Contactless payments are preferred by the customers of banks in Latvia which make up 69% out of all payments made by bank-issued cards.

At the end of 2020, banks had attracted €20.5 billion in deposits, which is 10.1% more than at the end of 2019. Among them, the amount of domestic customer deposits increased by 19.1% compared to the end of 2019. Deposits of domestic households increased by 12.8%, while deposits of domestic non-financial corporations increased by 17.4%.

Concluding 2020, the total loan portfolio of the banking sector increased by 1.7% compared to 2019. The number of loans issued to domestic customers at the end of 2020 increased by 1.9% compared to the previous year. Loans to domestic households increased by 0.5%, while loans to domestic non-financial corporations decreased by 5.5% comparing to 2019.

In the first half of 2020, the share of non-performing loans was 4.7%, unlikely to pay 2.4%, > 90 overdue – 2.3%.

Total assets of banks have increased by 8.4% compared to 2019 and amount to €24.3 billion in 2020. It is the largest value in the last three-year period. However, the return on capital remained at a higher level than overall in the EU (5.2%; EU average – 2.0%), while return on equity was 5.4% (EU average – 2.5.%) as well as CET1 capital ratio was 24.5% (EU average – 15.4%). The total profit of banks in Latvia in 2020 increased by 80.5% making €151.543 million compared to the results of 2019.

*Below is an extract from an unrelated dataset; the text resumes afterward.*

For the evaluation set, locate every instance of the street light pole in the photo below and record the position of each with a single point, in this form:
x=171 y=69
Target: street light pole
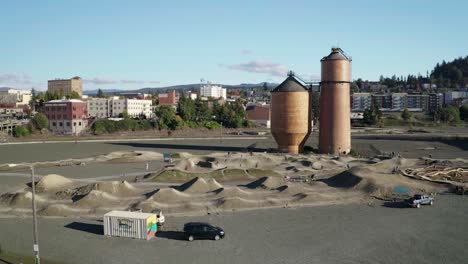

The Latvian banking sector is stable, resilient, and well-capitalized. It is committed to embedding a culture of compliance while developing products and services that support the economy being shaped by environmental, social as well as governance challenges.

Banking sector is secured with the necessary preconditions to work with a clear awareness of the specific risks in Latvia. Reforms that have taken place since 2018 has resulted in one of the most effective financial crime prevention systems. Latvia as first from Moneyval member states successfully implemented all 40 of the Financial Action Task Force recommendations, as well as introduced a public-private partnership (sharing names, not only typologies) and a fully available register of ultimate beneficial owners (with a number of verification mechanisms), following U.S. OFAC sanctions as mandatory by law. The number of non-EU resident deposits in banks has decreased making around 5.2%.

Prohibition for credit institutions and payment institutions to cooperate with high-risk shell companies is in force therefore all accounts in credit institutions of prohibited shell arrangements are either blocked or arrested or closed. Risk-based approach, use of innovative technologies, access to information and public-private partnership are seen as cornerstones in the banking industry.